In the years since, those three principles have been dismantled. Successive Irish governments have relaxed taxation and licensing terms to make them more favourable to firms involved in petrochemical exploration. The terms mean that Ireland grants leases without taking royalty payments or a stake in projects - as is done in some other countries - and imposes a tax rate of 25% on profits, against which companies can write off the huge cost of exploration, meaning that in practice their tax liabilities should be much lower.
In 1987, Dick Spring, then leader of the Labour Party, called the move “an act of economic treason”. Petrochemical companies like Shell and the Irish government say that these conditions are needed to encourage oil and gas exploration in Ireland.
“As I talk to people,” says Garavan, “this is an issue for them, they do think people have been treated shabbily, but how that will translate into votes is hard to know.
“It’s up to people like me to make it an issue,” he adds, referring to his Seanad candidacy.
Yet, is Corrib only a local issue? True, the protests are mostly local. But it has been argued that the controversy has awakened a national debate, sometimes quiet, sometimes loud. And the main issue in that debate, says Garavan “is of benefits foregone by the state.”
“Corrib is a fantastic asset with incredible value,” he says. “The problem we have is that the government thinks the interests of oil and gas companies and governments are the same. There is that phrase ‘the rip-off republic’. Well, Corrib is one of the greatest rip-offs. There is something a bit bizzare about it. It’s shameful, the trinkets that pass for benefits.”

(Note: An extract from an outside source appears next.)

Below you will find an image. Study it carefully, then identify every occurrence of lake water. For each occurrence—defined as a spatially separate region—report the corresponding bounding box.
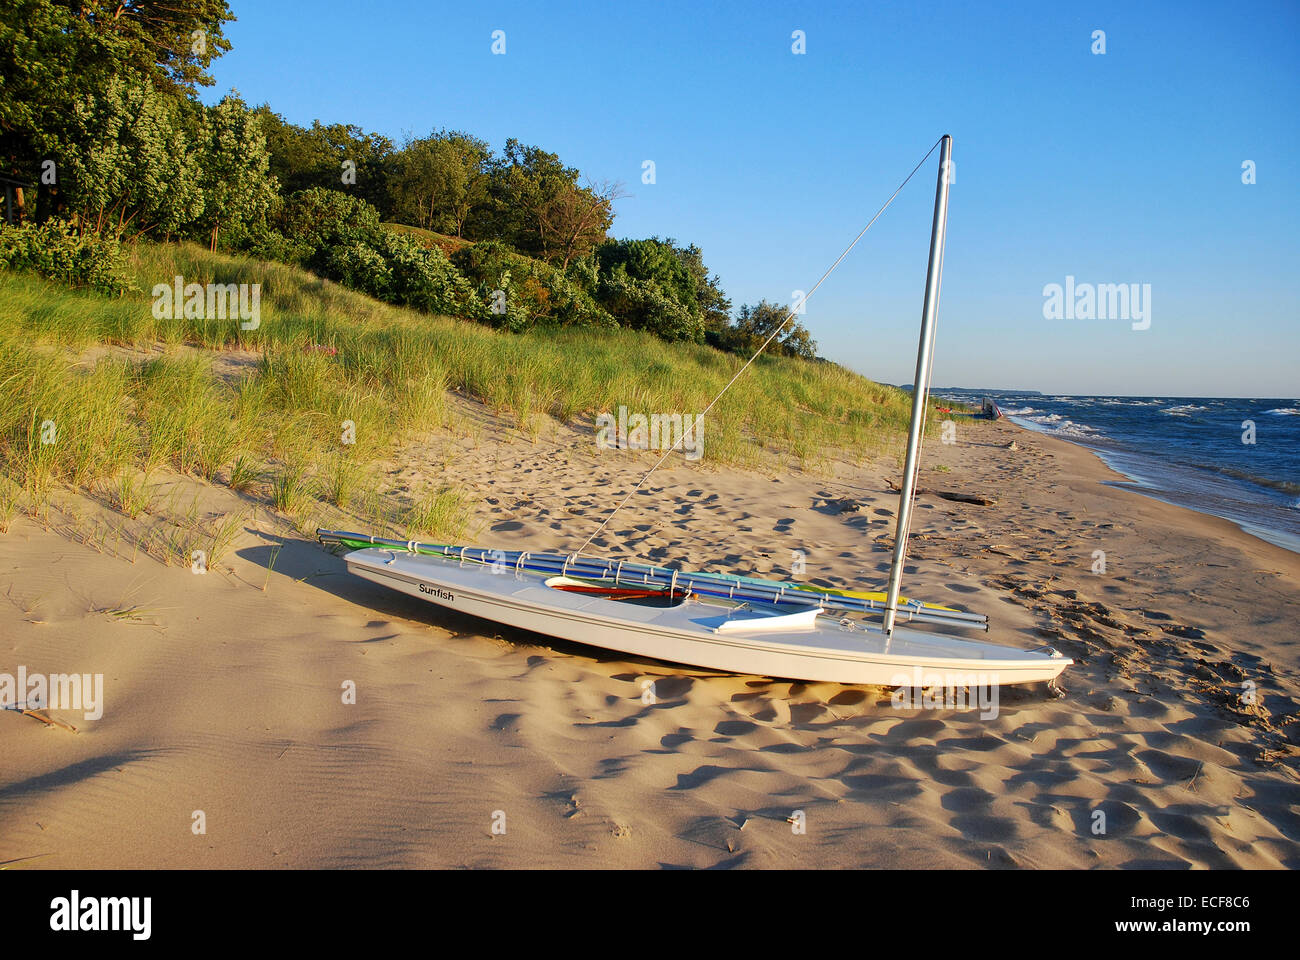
[934,391,1300,554]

The benefits appear to be 50-70 permanent jobs on the refinery site after the construction work is done, and the security of gas supply. The Irish government says the Corrib gas field is expected to provide up to 60% of Ireland’s domestic gas requirements when it is up and running, replacing the Kinsale field which is running out, and says it will provide a welcome indigenous gas supply to Ireland.
Those opposed question the strategic argument, citing statements from Bord Gais which say that supplies from gas interconnectors to the UK are very secure, and that “the possibility of gas supplies to Ireland from these sources being restricted is very remote”.
It appears that the Corrib Gas controversy and the other election issues - health, education, environment, economy, infrastructure, etc. - are not autonomous, isolated, fenced off from each other. Like the pipelines which run beneath the earth we walk upon, the issues are part of a larger, though often unseen, national grid, a network of issues which interlink, which are not independent but are part of a complex, contradictory - and often conflicting - system of the hopes and fears, the interests of the electorate.
Garavan says “People are tired of the old party political game. They want politics that focus on real issues, not on the politicians’ own self-interests. People are disenchanted. They want a society where people are treated with respect. They don’t want any system, be it left or right, to drown out their dignity. “And Corrib highlights that,” he says, “people being treated without respect and without dignity.”